Über "Mozarts Kaiser" Joseph II. habe ich bereits eine kurze Abhandlung verfasst (siehe hier), heute soll die Rede von Karl VI. sein, einer (heute) ungleich unbekannteren Herrscherpersönlichkeit, die dem Normalsterblichen des Jahres 2008 am ehesten noch als der Vater Maria Theresiens sowie der (sich späterhin als so trügerisch erweisenden) Pragmatischen Sanktion geläufig ist. Dabei lohnt sich die nähere Beschäftigung mit diesem Habsburger - dem letzten "echten" (will heißen: in direkter männlicher Linie) übrigens - durchaus. Bei den Zeitgenossen ging er als "Gnädigste[r] der Prinzen in Europa" [1] und als "Titus seines Jahrhunderts" [1] in die Geschichte ein. Er war der Kaiser des Barock. Unter ihm erreichte diese Epoche ihren Zenit, mit ihm ging sie (zumindest in Wien) eigtl. auch schon wieder unter. Seine beinahe dreißigjährige Herrschaft (1711-1740) stellte den allerletzten Höhepunkt pompös-theatralischer römischer Kaiserherrlichkeit dar, nach ihm ist der sog. "Reichsstil" in der Kunst benannt worden. Seine Haupt- und Residenzstadt Wien strahlte wie ein funkelnder Diamant am Firmament des damaligen Europa und brauchte sich wahrlich nicht vor Versailles verstecken: während dort der Hofstaat seit den Tagen des Regenten Philipp v.
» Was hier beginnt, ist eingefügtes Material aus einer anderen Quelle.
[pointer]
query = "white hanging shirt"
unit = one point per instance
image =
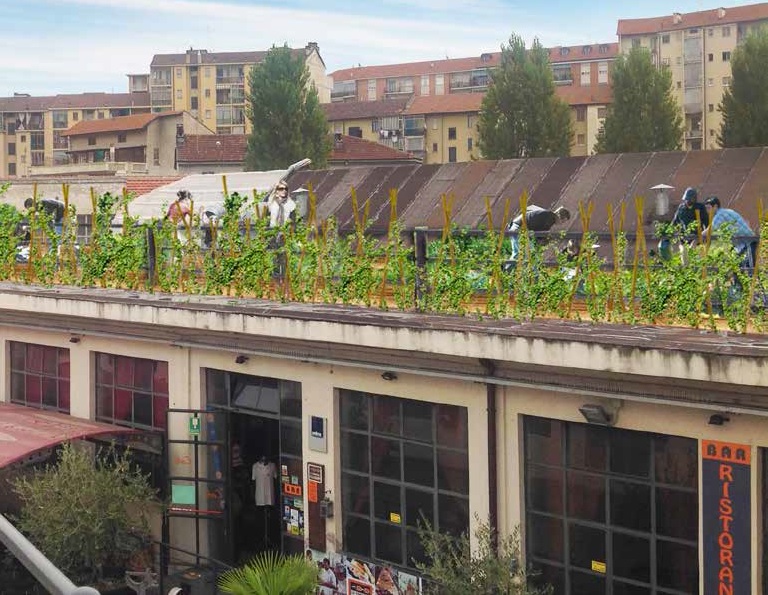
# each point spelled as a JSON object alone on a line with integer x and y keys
{"x": 263, "y": 475}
Orléans (1715-1723) sogar leicht schrumpfte und weniger exorbitante Ausmaße annahm, blähte sich sein Wiener Pedant vielmehr immer mehr auf; bereits Maria Theresia (1740-1780) leitete eine drastische Reduzierung des barocken Pomps ein, unter Joseph II. (1780-1790) und Leopold II. (1790-1792) war vom imperialen Gehabe des noch im Geiste der Gegenreformation erzogenen (und ihr bis zum Ende verhaftet gebliebenen) Großvaters schließlich kaum mehr etwas spürbar.
KARL VI.
geb. 1. X. 1685 Wien
als Carolus Franciscus Josephus Wenceslaus Balthasarius Joannes Antonius Ignatius,
Königlicher Prinz von Ungarn und Böhmen, Erzherzog von Österreich
gest. 20. X. 1740 ebd.
König von Spanien, beider Sizilien und Jerusalem 12. IX. 1703
König von Ungarn, Böhmen, Dalmatien, Kroatien und Slawonien 17. IV. 1711
Römischer Kaiser 12. X. 1711
König in Germanien 12. X. 1711
Zwar "zeichnete sich die beginnende Krise der kaiserlichen Reichspolitik und ihr Niedergang" [2] bereits in den letzten Lebensjahren Karls VI. ab - etwa die ungelöste Nachfolgefrage des söhnelos gebliebenen Habsburgers, insbesondere die immer wieder hinausgeschobene Wahl seines Schwiegersohns Franz Stephan zum Römischen König noch zu seinen Lebzeiten -, doch "ein Jahrhundert glanzvollen kaiserlichen Vorrangs" [3] ging dennoch erst am Todestag Karls VI. zu Ende - der sterbende Kaiser riss gleichsam die nach dem Westfälischen Frieden 1648 mühsam wieder erarbeitete kaiserliche Machstellung, die - im Gegensatz zu früheren Annahmen - ganz erheblich war, mit ins Grab. In der Tat gelang es Karl VI. vom Todestag seines einzigen Sohnes Leopold (1716-1716) an bis zu seinem eigenen nicht mehr, einen weiteren in die Welt zu setzen - woran dies lag, darüber kann nur spekuliert werden. Als gesichert kann allerdings gelten, daß die Liebe des Kaisers eher seinem Minister Graf Althann galt denn der Kaiserin (mit der er aber dennoch eine harmonische Ehe führte). So schrieb er - für ihn total untypisch - zum Tode des besagten Grafen Althann 1722 völlig am Boden zerstört in sein Tagebuch: "16. März 1722 halb 7 auf, unter der letzt Mess, ganz gah, oh höchster Gott, um 8 mein einziges Herz, mein Trost, mein treuester Diener, mein Herzfreund, der mich wie ich ihn 19 Jahr inniglich geliebt, in wahr Freundschaft gehabt, in diesen 19 Jahr nie uneinig gewes, mein Kammerherr nachher Oberstallmeister, mein alles, mein liebster Michael Johann Graf Althann gestorben in einer halb 4tel Stund, seind unser Herz zertrambt worden, der ewig in mein Herz und den ewig in sein Kinder und Frau, was ich ihm schuldig, so lang ich leb erkändlich sein werde. Gott sei mein Leid geklagt, da ich all Trost, alles vor mich verlohren, Gott sei seiner Seel gnädig und tröst mich Amen." [4]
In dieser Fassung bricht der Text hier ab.